We all suffer from it sooner or later. Every woman's purse takes a battering and eventually begins to fall apart. Think of all the stuff we put into it, especially the things that tend to stretch and distort it, and eventually spell its doom. When it starts to leak coins and plastic cards, and lets important bits of paper (such as £20 notes) fly away in the wind, and generally looks a bit scruffy and coming-apart-at-the-seams, then one is forced to consider:

# Buying a new purse (could be expensive);
# Using a spare purse that has lain unused and unwanted in a drawer for a long time - generally for some very good reason, such as the colour and design being absolutely ghastly, so that if friends see it all personal credibility and reputation for good taste will be lost forever;
# trying to repair - or at least tart up - the purse you love.

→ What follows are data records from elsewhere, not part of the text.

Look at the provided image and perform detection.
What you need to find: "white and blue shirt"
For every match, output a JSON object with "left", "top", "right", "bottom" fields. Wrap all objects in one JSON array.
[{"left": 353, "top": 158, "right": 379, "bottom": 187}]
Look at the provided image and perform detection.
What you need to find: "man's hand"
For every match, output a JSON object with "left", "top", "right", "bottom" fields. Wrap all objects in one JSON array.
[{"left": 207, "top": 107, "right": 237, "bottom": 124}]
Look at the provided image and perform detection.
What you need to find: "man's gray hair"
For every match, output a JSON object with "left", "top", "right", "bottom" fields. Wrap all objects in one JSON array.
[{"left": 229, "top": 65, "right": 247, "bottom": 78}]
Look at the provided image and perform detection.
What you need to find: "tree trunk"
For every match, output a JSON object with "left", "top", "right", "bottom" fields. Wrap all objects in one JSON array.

I chose the third option. My Mimco purse was leaking coins, and it was well worth repairing rather than junking. My next door neighbour Jackie would disagree. For some time she has been begging me to throw it away. She greatly detests the look of it. I respect her views, but this is a special item from 2009, part of my personal history, and not lightly to be discarded. In any case, it has some rarity value in this country. Mimco - an Australian fashion company - no longer trade in the UK, and so I therefore possess something distinctive and unusual. They do of course have an Internet presence (see http://www.mimco.com.au/default.aspx) but nobody can now physically go into a Mimco shop in the UK and buy one of their products. So I'm going to hang on to this one as long as I can!

I won't (for obvious security reasons) show you a photo of this purse of mine - at least not of its exterior - but I can certainly describe it. It's a compact wallet-style affair, held closed with a press stud, that unfolds to reveal internal pockets and compartments that are actually useful. Two of the bigger pockets are inward-facing, making it harder for things to fall out. There is a large compartment for banknotes, and a zip-up section for holding coins. The exterior is made of shiny black patent leather, and features a big thick bold brass boss with the Mimco logo deeply incised on it. Inside, the leather is gold, all of it finely stitched with gold thread, and the fabric bits are tastefully grey-striped in a hard-wearing fabric that might be silk but surely can't be.

The exterior has a 'slippery' feel, and that brass boss is unmistakable. It's therefore a purse that can be found easily by touch alone - if you know where in my bag I store it, of course! And I'm not giving that away!

I bought it from House of Fraser in Plymouth for £59 in July 2009, during my first solo caravanning outing to the West Country. Wow, seven years ago... It has aged pretty well, considering all the handling it gets. Although there are many small signs of wear and tear, it isn't yet tatty or disreputable, and I think it will soldier on for some time yet. I hope so - I haven't yet found anything else quite like it.

Anyway, the stitching of the coin compartment was coming undone, and it was time to do something about it. Here are two shots, showing my purse with the plastic membership and loyalty cards and coins taken out, and a restitching of the coin section in progress:


The coin section has side wall at one end, to let it gape a bit when looking for the right coins. The stitching at the top edge, and the stitching in the bottom corner, had both come adrift. The bottom corner would leak small 5p coins, and it had become all too easy for the entire side wall to bulge out and leak £1 coins. Renewing the stitching - even in my very amateurish way - was bound to improve the situation, and it has. It just needed twenty minutes. As you can see, I did have some gold-coloured cotton thread, even if I couldn't mimic the precision of the original stitching.

Another job done!

1 comment:

  1. Get rid of 5p coins! they fill a purse t no real purpose...

    When I sensed my purse starting to show superficial wear I found an exact replacement for when needed. Now the old one is ready and waiting with holiday money in place.